The results were deemed “surprising” by the researchers.

I knew larger strokes could have distant effects, but I was surprised that something of this scale could have such a large effect. The MRI signal increased and then went away as we had expected, but we were surprised on autopsy to see that there was still lots going on – tissue damage and neuroinflammation. Even after 3 weeks, the neurally evoked blood flow responses had only partially recovered. This means a microinfarct can come and go and you can see it briefly with MRI but it leaves a lasting impression on brain function – possibly for months.”

Andy Shih, Ph.D.

Shih explains the significance of the study both in terms of the methodology typically used to assess the impact of ministrokes, and the implications for preventive care.

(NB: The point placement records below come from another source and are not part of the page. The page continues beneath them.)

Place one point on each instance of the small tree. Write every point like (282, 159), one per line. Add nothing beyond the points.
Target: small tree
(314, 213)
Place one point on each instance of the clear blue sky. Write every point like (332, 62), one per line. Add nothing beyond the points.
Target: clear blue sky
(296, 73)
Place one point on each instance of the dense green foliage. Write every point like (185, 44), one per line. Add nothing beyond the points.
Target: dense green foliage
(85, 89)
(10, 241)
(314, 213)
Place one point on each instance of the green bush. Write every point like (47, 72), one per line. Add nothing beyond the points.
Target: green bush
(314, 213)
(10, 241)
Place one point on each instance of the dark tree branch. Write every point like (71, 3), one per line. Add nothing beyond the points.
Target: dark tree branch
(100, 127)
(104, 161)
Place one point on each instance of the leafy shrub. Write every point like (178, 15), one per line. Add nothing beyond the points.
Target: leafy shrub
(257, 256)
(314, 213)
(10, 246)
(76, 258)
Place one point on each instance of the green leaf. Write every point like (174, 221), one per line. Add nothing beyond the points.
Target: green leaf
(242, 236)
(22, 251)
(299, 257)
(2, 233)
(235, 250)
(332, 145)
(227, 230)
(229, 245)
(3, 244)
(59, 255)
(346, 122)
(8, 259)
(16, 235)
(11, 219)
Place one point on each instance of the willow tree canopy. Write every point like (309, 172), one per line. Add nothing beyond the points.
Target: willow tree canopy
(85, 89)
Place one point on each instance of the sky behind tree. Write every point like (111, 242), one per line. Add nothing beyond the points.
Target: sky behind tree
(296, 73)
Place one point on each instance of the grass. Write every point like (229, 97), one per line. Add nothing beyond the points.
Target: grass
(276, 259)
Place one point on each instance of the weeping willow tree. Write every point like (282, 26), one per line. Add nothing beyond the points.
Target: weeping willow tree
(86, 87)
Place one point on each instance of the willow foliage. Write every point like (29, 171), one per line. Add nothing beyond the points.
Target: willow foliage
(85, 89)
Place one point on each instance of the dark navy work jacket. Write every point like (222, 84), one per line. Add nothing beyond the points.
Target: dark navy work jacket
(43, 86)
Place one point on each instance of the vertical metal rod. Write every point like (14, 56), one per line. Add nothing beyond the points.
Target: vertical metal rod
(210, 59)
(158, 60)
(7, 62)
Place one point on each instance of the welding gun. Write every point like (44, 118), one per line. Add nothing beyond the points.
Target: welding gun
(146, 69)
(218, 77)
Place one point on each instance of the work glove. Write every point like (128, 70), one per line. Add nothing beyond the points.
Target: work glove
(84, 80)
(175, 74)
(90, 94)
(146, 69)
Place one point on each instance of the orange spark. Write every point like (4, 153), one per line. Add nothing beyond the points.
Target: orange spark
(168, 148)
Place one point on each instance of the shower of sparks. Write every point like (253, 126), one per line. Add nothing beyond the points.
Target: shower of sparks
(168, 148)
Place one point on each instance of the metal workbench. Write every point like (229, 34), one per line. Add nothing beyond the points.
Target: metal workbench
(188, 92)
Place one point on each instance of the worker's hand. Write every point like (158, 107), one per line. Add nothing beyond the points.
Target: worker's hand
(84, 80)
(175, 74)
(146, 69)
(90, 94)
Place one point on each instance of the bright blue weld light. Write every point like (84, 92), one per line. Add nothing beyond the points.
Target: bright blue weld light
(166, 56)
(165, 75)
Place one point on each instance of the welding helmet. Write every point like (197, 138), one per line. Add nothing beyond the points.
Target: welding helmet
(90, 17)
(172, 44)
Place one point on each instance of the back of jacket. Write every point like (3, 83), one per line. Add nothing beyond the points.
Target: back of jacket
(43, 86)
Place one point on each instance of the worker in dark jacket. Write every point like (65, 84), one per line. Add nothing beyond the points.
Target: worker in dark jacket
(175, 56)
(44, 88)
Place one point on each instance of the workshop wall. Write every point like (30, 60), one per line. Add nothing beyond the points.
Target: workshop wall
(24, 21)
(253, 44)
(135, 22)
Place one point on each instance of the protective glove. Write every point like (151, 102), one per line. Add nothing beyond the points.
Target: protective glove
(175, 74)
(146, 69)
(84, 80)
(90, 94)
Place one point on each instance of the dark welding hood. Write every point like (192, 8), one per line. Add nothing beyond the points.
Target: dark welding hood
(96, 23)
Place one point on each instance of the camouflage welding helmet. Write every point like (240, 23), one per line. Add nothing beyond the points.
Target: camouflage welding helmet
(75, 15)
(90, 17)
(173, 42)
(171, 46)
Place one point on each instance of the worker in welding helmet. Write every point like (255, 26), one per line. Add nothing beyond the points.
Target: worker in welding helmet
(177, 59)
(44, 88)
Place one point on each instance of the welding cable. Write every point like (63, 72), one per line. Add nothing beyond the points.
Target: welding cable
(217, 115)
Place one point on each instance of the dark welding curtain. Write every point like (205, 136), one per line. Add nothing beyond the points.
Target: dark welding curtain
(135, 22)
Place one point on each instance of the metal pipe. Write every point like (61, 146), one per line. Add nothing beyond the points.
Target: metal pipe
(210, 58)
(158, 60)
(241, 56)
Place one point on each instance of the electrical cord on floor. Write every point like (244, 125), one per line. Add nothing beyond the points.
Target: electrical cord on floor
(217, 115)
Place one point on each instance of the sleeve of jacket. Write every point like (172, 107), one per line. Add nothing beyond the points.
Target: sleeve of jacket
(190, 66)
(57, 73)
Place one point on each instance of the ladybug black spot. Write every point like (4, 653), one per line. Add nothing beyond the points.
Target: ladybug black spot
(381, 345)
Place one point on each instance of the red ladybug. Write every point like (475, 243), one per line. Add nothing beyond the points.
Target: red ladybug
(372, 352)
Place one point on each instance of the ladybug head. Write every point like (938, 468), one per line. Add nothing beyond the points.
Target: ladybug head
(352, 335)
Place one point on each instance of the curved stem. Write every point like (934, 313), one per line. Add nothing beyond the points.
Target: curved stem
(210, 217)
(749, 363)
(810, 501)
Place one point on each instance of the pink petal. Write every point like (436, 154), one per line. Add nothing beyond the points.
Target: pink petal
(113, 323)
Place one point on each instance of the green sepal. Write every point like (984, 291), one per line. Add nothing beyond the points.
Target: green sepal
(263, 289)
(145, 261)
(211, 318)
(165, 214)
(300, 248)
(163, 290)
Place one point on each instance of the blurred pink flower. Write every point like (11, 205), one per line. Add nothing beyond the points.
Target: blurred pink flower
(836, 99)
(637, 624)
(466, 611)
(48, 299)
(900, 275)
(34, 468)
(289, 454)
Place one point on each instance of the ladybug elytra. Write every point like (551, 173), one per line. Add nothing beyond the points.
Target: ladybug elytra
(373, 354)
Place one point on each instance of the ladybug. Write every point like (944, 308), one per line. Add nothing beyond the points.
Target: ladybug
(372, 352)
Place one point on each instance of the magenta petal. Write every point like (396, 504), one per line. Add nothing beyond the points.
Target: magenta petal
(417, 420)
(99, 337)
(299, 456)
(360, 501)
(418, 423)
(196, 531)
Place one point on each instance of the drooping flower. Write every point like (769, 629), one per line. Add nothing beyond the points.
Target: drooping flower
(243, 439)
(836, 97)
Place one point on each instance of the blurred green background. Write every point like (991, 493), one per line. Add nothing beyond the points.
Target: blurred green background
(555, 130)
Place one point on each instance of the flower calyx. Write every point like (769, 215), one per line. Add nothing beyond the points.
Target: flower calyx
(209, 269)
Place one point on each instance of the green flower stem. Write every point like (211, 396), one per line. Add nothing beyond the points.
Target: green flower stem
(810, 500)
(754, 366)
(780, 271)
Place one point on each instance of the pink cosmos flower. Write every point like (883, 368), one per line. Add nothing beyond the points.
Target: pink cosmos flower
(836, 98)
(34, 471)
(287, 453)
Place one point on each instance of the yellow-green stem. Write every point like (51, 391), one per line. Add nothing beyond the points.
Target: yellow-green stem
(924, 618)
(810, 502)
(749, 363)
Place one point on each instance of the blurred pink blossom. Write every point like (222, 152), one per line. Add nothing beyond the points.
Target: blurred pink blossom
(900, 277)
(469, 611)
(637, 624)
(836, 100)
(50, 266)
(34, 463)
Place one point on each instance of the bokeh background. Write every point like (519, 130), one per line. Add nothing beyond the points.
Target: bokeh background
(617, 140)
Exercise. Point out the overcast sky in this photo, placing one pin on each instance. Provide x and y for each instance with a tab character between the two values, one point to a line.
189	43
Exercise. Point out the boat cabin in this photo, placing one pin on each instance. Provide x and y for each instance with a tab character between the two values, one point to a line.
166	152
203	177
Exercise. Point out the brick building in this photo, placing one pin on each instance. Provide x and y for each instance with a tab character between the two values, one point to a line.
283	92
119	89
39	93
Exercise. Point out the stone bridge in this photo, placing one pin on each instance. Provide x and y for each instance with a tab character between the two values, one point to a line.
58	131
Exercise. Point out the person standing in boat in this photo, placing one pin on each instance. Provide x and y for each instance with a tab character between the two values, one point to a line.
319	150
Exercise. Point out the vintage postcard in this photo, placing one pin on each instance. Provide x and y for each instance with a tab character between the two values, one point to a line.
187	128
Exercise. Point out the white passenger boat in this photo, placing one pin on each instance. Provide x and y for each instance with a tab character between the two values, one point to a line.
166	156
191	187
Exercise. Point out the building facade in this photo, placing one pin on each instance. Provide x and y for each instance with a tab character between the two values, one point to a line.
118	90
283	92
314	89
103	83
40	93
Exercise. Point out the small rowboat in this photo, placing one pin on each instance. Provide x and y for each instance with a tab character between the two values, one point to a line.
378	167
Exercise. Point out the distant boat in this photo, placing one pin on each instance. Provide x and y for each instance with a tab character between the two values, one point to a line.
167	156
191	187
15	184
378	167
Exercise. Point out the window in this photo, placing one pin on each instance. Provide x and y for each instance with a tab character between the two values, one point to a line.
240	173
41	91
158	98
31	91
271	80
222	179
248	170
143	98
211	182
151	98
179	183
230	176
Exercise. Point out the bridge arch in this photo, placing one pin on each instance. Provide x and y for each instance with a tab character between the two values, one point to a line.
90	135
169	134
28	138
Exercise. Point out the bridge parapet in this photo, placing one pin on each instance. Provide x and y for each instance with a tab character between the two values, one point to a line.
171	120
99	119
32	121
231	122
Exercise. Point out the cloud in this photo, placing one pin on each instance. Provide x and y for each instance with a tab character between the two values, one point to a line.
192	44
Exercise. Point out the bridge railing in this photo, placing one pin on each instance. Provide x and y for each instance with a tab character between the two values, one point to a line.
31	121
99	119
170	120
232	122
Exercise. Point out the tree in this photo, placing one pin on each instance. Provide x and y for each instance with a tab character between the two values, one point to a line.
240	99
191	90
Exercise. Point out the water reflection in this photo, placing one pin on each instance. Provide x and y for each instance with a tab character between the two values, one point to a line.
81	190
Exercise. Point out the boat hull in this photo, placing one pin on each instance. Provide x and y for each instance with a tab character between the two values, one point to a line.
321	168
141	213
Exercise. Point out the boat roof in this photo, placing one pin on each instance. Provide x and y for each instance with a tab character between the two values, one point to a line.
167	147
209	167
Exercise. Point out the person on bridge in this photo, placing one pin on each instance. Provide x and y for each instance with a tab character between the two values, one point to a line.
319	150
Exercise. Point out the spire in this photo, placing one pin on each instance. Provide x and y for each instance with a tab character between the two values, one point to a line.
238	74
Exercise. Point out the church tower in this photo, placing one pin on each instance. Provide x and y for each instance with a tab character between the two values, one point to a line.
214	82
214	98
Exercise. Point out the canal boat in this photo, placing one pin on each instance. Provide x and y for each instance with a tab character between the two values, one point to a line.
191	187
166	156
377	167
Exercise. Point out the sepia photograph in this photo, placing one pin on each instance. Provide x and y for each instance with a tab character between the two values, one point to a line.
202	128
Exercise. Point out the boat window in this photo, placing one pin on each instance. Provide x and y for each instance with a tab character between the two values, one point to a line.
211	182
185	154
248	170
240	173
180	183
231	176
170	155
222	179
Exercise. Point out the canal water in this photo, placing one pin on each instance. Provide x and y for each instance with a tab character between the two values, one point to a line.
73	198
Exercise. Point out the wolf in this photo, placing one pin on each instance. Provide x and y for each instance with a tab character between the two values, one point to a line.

“These infarcts are so small and unpredictable, we just have not had good tools to detect them while the person was still alive,” he says. “Until now, we just had post-mortem snapshots of these infarcts at the end of the dementia battle as well as measures of the person’s cognitive decline, which might have been taken years before the brain became available for study.”

Most ministrokes are difficult to detect with conventional neuroimaging techniques, as often the in vivo data does not match the post-mortem histological evidence. This makes it difficult for researchers to connect the ministrokes with the development of cognitive decline over time.

However, the research conducted by Shih and team bypassed these difficulties by creating a model allowing them to follow the effects of individual cortical ministrokes over several weeks.

Furthermore, Shih suggests that the findings might also shape future preventive practices. Given that microinfarcts have such a long-lasting impact over a wide area, several microinfarcts may cause “enough accumulated damage in the brain’s circuitry to equal the impact of a larger event.”

He adds:

On a clinical level, maybe […] therapeutics can play a bigger role. Maybe drugs that we already have can mitigate the cumulative damage of microinfarcts […] If an MRI shows a person is at high risk for microinfarcts, maybe one day we can put them on a drug for a while to reduce the impacts of these lesions.”